A bicycle and a piece of sky*

Big up the man like Turrell. It’s like a walk-in Rothko, a bath of colour where the attendants keep sponging you down until you’ve got washerwomen’s hands, only you’re wrinkly due to colour saturation, not water. Well, there are attendants, although unfortunately they don't sponge you down. The first piece requires the eyes adjust as you gradually descend into the room, the other senses lagging behind but just as keenly involved when the piece reveals itself. The colour infuses the room like a virgin teabag introduced to hot water, and it does feel physical; the purple tingling on bare arms. Though it could equally be the other punters fumbling into you as they make there way around the room. The colour is a presence though; people whisper as if a headmistress is present, they approach the edge as if they might suddenly topple off and generally edge around like they’re in Purple’s house and don’t want to displace anything for fear of being rebuked. Gazers grope around at the light end of the room, trying to capture some colour in their palm.
The second features slippers, but they’re the sort of slippers a factory-worker would be issued, flimsy static-ridden bags, not the enveloping pairs of comfort that BHS purvey.
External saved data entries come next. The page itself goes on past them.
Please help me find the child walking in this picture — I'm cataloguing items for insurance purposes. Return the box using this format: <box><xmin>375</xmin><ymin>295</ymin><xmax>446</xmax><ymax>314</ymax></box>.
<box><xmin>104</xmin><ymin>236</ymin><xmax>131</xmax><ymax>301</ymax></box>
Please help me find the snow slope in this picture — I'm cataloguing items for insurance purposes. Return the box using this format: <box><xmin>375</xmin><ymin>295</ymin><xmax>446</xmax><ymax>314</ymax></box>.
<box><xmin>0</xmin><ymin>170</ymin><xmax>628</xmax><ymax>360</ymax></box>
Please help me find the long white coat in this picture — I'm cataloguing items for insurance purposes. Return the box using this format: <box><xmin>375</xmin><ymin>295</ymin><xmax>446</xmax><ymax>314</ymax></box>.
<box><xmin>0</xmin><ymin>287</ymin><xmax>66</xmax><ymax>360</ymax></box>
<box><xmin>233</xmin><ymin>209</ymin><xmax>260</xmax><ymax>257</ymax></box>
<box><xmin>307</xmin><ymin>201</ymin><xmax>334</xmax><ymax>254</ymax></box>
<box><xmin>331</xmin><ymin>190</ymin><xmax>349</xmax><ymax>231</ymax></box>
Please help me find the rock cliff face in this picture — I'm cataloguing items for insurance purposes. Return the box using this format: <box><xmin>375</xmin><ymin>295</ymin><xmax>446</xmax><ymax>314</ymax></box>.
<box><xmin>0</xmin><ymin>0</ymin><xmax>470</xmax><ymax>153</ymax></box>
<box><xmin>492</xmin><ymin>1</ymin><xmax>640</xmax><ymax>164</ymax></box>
The slippers are meant to keep the white space-age loading-bay pristine, as it then opens up to a vast pink vista that extends indefinitely. You’re not meant to dangle your legs of the bottom, as it would spoil the vertiginous sense of being on the brink. It’s what I’d do though if I could sit on the edge of a 2001-esque space port.
The third is red and features a corner. I spoilt it by missing the attendant’s introductory warning and subsequently stepping into it. It’s never the same after that. From the edge the colour spills out, filing the pores, but given licence to roam, standing in the centre, you can no longer reach out. “Only what is seen sideways sinks deep”.
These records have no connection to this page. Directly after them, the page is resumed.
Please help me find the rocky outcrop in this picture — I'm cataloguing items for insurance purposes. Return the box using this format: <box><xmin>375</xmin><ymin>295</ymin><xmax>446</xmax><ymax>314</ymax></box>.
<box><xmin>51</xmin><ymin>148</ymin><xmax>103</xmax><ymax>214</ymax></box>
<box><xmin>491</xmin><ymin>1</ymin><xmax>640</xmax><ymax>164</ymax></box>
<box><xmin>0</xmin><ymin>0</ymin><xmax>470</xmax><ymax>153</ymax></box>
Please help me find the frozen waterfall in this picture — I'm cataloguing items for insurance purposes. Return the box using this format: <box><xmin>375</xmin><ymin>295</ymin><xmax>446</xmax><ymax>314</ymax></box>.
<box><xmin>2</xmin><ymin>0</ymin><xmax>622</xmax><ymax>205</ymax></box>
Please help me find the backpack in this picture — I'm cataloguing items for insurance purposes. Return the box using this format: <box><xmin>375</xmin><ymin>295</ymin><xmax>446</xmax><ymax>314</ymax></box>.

The skyscape squats in an old deer shelter, presumably the equivalent of a bus shelter for delinquent deer to deface and terrorise. The square room is encased in concrete cladding, forming a solid ledge for viewers, riddled with guttering at its edges and feet. It is topped by the ceiling, a large square omitted, framing the sky. Why do we need our attention drawing to something that is permanently hovering above us? Why does the artist feel the need to chop the sky into digestible chunks, like we’re children incapable of chewing? Can confining something, giving it borders and limits, make it more beautiful?
p.s. if the fizz-wizz is out there, would (s)he please identify themselves in the comment box.
Jason Forrest - Skyrocket Saturday (from Shamelessly Exciting. Ken and apfrod crew actually went on a Sunday, and so similar viewings cannot be guaranteed if you go on a Saturday. Or indeed, on a skyrocket, although I doubt they'll allow one of those on a footpath, or even a bridleway.)
* these were Andre Derain's last words when asked if there was anything he wanted.
2 comments
"Hmm, I'm not sure I know what I'm supposed to do. I don't know how to think about this kind of thing."
and then later
"I keep finding myself thinking about them."
and finally:
"I guess they're like secular equivalents of religious spaces - room to think in a way that doesn't dictate what to think about or how to think about it."
Yeah, she'd done got some thinking done during the course of the day out. But to stack up some negations, I'm not convinced that art galleries don't already provide secular thinking spaces- vis. that's precisely what they are. But yeah, I still find myself thinking about that magical purple patch - like something from a philosophical thought experiment, it was like encountering a colour that I'd never seen before and can't imagine again even if I try.
rock it apfrodkru!
Joe c90
[oh, and grab some mpfrees at ruckusx3: http://www.ruckusruckusruckus.blogspot.com ]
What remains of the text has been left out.